Recognizing that nature of the regulatory environment in which the pharmaceutical sales representatives operate, the court found that “[a]lthough the regulatory constraints of the industry dictate that the representatives must deliver the pharmaceutical companies’ messages with precision, the representatives nevertheless are sent into physicians’ offices with minimal supervision to engage in conversation with the prescribing physicians who, as a practical matter, are in the most direct position to determine whether the companies’ products have a viable market” (emphasis added). The Seventh Circuit focused on the fact that the sales representatives “tailor” their messages to the prescribing physicians to respond to the circumstances. According to the court, the sales representatives were not “simple mouthpieces, reciting scripts” (emphasis added).

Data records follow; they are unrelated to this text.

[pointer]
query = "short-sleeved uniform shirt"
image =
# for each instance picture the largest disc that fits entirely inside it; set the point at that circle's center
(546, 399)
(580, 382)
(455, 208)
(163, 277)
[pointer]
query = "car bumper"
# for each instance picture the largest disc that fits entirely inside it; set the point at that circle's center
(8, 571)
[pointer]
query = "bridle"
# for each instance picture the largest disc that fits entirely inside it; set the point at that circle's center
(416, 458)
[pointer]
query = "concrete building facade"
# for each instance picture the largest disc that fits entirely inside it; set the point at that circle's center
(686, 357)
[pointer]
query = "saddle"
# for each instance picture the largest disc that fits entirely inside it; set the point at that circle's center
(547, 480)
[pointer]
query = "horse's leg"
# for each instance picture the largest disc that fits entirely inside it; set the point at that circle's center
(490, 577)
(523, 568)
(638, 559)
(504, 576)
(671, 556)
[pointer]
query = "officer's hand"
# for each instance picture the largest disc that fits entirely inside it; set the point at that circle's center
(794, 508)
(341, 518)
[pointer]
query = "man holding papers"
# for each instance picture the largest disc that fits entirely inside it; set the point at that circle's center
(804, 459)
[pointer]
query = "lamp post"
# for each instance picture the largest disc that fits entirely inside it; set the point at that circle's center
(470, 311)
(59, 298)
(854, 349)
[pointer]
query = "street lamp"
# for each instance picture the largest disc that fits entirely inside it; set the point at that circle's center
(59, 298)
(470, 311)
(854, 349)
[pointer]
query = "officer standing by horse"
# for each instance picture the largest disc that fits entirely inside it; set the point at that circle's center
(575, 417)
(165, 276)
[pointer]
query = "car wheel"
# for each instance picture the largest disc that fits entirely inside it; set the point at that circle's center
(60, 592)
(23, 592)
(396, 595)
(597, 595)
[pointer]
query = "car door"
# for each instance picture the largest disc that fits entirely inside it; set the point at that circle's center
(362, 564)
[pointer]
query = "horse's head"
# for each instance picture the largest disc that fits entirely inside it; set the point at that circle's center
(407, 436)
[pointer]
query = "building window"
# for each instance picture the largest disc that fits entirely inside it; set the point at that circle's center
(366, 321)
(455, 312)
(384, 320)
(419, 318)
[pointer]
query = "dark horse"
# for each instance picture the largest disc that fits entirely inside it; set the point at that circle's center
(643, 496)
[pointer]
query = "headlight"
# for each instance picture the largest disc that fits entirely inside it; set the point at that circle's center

The court pointed to the extensive training of the sales representatives in the areas of disease processes, assigned products, and competitor products. Other factors the court looked to for support include: (1) the “measure of strategic analysis applied to” the sales representatives’ work; and (2) the immense amount of time the sales representatives spent unsupervised. Although the sales representatives were required to keep extensive records, the court found that “neither the fact that management reviews their work nor that they are required to keep . . . records, detracts from the discretion they exercise in the core of their workday.” Accordingly, the court found that the pharmaceutical sales representatives satisfied the “discretion and independent judgment” prong.

Of note, however, the court cautioned “that the determination of discretion is a circumstance-specific one that will look different from industry to industry and position to position.”

Good News for Employers of Sales Representatives

The issue of whether pharmaceutical sales representatives are exempt from the FLSA’s overtime compensation requirements has been hotly contested in recent years. Earlier this year, the U.S. Supreme Court heard oral argument on whether pharmaceutical sales representatives employed by GlaxoSmithKline qualified for the FLSA’s outside sales exemption. Christopher v. SmithKlineBeecham Corp. d/b/a GlaxoSmithKline, No. 11-204 (April 16, 2012). The Seventh Circuit’s decision in Schaefer-Larose may offer some comfort to pharmaceutical companies as they await the Supreme Court’s ruling.